I have a terrible memory, I forgot about my own thread!
I bet everyone else did, too...
I hope that everyone had a safe and enjoyable Fourth of July. We watched fireworks from Mom's driveway. I just wish that I had remembered to illegally park Mom's car in front of her house before someone illegally parked their ego hauler there.
So, I was getting financial advice from YouTube again--actually, I just received notification that Watch JR Go filled his engine with Orbeez. I thought it sounded lame and I was not impressed, but Orbeez and destruction videos are popular.
Then I saw:
The woman has $2,000 loan on a $1,000 car and now it needs a $2,500 repair. She said she had enough money to pay for the repair and tackle her car loan "with a vengeance," but then said she had $1,100 in savings. He said that if she sold the car for $900 and she used up her savings, she could pay it off, but she still would not have a car, so he started talking about getting another $2,000 loan for another car. He loathed putting her further in debt, but nobody else has a car she can borrow?
"I am fiercely independent."
"You are fiercely in debt."
She later mentioned her parents would loan her their $700 car, but it wasn't as nice as her $1,000 car.
"What the crap does it matter?"
I agreed with everything he told her, but the comments are especially weird with all of the crackpots thinking they are smarter than him.
"it is a fact that you get the worst deal on a car if you pay cash. You get a better price on the car if you finance. Pay cash and you can kiss the rebates goodbye...the dealership WILL keep them."

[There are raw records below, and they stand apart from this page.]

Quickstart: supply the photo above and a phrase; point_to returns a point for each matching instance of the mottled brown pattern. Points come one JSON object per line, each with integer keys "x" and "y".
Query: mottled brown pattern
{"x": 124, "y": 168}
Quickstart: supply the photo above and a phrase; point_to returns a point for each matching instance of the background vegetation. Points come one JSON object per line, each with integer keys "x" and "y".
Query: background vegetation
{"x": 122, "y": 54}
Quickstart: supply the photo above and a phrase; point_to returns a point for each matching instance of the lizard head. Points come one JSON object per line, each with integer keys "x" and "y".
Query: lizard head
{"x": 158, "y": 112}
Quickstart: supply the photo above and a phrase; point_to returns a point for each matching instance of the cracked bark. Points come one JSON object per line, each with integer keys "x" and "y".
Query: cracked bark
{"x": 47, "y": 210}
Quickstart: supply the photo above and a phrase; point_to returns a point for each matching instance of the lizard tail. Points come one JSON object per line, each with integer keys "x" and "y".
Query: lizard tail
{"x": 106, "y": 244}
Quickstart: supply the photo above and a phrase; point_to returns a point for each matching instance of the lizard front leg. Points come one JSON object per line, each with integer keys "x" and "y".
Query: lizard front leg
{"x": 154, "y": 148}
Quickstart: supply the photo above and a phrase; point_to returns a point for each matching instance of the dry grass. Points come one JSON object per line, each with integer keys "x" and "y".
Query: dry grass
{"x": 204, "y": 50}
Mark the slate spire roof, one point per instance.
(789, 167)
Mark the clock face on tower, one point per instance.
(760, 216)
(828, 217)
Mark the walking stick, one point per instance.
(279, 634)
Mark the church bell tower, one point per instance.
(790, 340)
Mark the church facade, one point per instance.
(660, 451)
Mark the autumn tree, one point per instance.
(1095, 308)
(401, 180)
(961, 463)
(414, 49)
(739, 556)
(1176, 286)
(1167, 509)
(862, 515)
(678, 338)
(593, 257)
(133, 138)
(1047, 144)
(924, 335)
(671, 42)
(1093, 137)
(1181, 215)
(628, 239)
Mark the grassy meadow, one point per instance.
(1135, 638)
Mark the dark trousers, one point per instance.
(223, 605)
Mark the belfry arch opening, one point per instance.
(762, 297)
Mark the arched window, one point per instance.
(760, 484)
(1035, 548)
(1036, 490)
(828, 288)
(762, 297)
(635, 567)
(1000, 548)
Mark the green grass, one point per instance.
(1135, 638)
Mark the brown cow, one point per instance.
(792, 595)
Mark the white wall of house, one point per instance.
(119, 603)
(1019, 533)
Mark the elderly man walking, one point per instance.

It sounds logical, but it confuses me that someone who advocates buying new cars would waste their time with Dave Ramsey videos.
This page says that dealerships make more money when people finance, so they are willing to negotiate a lower price that they will make back through financing.
I believe that I got this from a Dave Ramsey post. You want a new car, but only have $1,000. Instead of putting $1,000 down and having a $300 payment, you buy a $1,000 car and put $300 a month in the bank.
Ten months later you have a car worth roughly $1,000 and $3,000 in the bank.
Get a $4,000 car and keep putting $300 a month in the bank.
Every ten months replace your car with a newer and nicer one and eventually you will be able to afford a new car without getting into debt.